-2

I have been studying database design and programming for quite some time now, but I still can't get a grasp of understanding each individual normal form (1NF, 2NF, 3NF.)

Seeing as anytime the data is in Third Normal Form, it is already automatically in Second and First Normal Form, can the whole process actually be accomplished less tediously by fully normalizing the data from the start. I can accomplish this easily by arranging the data so that the columns in each table, other than the primary key, are dependent only on the whole primary key.

How important is it to understand each individual normal form if we can simply fully normalize the data less tediously by doing what I have described?

EDIT: What I'm ultimately asking is: Is it important to go through the steps of each normal form when normalizing data, or is it appropriate to just go to Third Normal Form seeing as the result is ultimately the same?

philipxy
  • 14,867
  • 6
  • 39
  • 83
Zampanò
  • 574
  • 3
  • 11
  • 33
  • 1
    I feel like this should be asked at [Database Administrators](https://dba.stackexchange.com/). – Mikey May 24 '18 at 01:27
  • 1
    The only NF that matters is 5NF. Anyway if you *wanted* a lower NF you should normalize to 5NF then denormalize. The main reason people settle for lower NFs is ignorance. There are certain costs & benefits, but people don't know or use them. Normalization to a given NF is not done by going through lower NFs, one uses an appropriate algorithm for the NF one wants. This is made clear by most textbooks, although some wrongly say to move through lower NFs, but putting into a lower NF can prevent good higher-NF versions of the original from turning up later. What is your textbook? – philipxy May 28 '18 at 05:27
  • My textbook is Oracle Database 12c The Complete Reference by Bob Bryla and Kevin Loney. – Zampanò May 28 '18 at 18:54
  • It is essential to understand Normalization when we are using Relational Databases. Databases are used to store data in tables, and usually, we normalise tables to create a relational schema. – vCillusion May 29 '18 at 08:42
  • Please clarify by editing your post, not by commenting. A manual for a product recording & manipulating designs is not an appropriate place to learn about designing. The book you mention is not an academic textbook. The 10g version's adressing of normalization is garbage. Dozens of published academic textbooks are free online in pdf. – philipxy May 31 '18 at 20:01

5 Answers5

4

I highly recommend understanding each normal form as this will help you determine or investigate any issues with a current database may have as sometimes you might not have the perfect scenario each time and understanding each normal form will help you to understand the current problems with an existing database design if there are any.

Going through step by step through the different normal forms will help you to figure out why we do this and this is to achieve the goals specified by E. F. Codd.

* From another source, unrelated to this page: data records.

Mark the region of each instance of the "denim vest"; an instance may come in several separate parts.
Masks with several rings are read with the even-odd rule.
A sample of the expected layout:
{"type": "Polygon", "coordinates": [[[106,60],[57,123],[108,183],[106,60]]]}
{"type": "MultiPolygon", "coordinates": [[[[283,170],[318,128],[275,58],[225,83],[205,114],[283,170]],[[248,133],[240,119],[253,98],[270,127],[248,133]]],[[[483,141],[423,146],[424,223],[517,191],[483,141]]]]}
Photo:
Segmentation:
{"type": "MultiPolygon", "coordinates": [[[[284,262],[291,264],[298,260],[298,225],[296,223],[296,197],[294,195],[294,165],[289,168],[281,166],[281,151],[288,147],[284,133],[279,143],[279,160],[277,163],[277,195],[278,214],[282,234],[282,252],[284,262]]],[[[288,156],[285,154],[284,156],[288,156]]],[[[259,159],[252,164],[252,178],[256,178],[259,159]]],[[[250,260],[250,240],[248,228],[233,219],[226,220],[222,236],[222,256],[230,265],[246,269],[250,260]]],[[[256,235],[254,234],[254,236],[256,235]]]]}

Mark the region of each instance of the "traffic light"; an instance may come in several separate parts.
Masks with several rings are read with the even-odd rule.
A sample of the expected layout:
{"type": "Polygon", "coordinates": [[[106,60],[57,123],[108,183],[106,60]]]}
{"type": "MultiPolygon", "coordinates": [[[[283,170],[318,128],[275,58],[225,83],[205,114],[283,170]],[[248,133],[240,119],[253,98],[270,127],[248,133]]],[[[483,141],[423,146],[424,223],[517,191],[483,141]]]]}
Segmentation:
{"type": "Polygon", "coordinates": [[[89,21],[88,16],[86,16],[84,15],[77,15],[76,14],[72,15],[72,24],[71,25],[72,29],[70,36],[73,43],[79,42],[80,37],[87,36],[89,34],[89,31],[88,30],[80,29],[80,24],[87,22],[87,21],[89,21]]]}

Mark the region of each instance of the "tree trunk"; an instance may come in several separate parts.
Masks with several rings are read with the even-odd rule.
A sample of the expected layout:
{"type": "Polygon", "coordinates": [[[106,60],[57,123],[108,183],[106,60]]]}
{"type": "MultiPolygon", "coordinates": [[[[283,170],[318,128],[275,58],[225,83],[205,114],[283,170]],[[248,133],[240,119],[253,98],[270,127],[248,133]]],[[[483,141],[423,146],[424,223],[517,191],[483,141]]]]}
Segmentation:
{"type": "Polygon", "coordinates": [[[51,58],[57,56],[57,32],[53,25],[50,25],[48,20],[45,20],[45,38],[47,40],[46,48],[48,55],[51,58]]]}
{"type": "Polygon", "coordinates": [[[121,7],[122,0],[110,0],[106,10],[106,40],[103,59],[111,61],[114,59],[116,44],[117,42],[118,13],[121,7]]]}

The objectives of normalization were stated as follows: 1. To free the collection of relations from undesirable insertion, update and deletion dependencies. 2. To reduce the need for restructuring the collection of relations as new types of data are introduced, and thus increase the life span of application programs. 3. To make the relational model more informative to users. 4. To make the collection of relations neutral to the query statistics, where these statistics are liable to change as time goes by.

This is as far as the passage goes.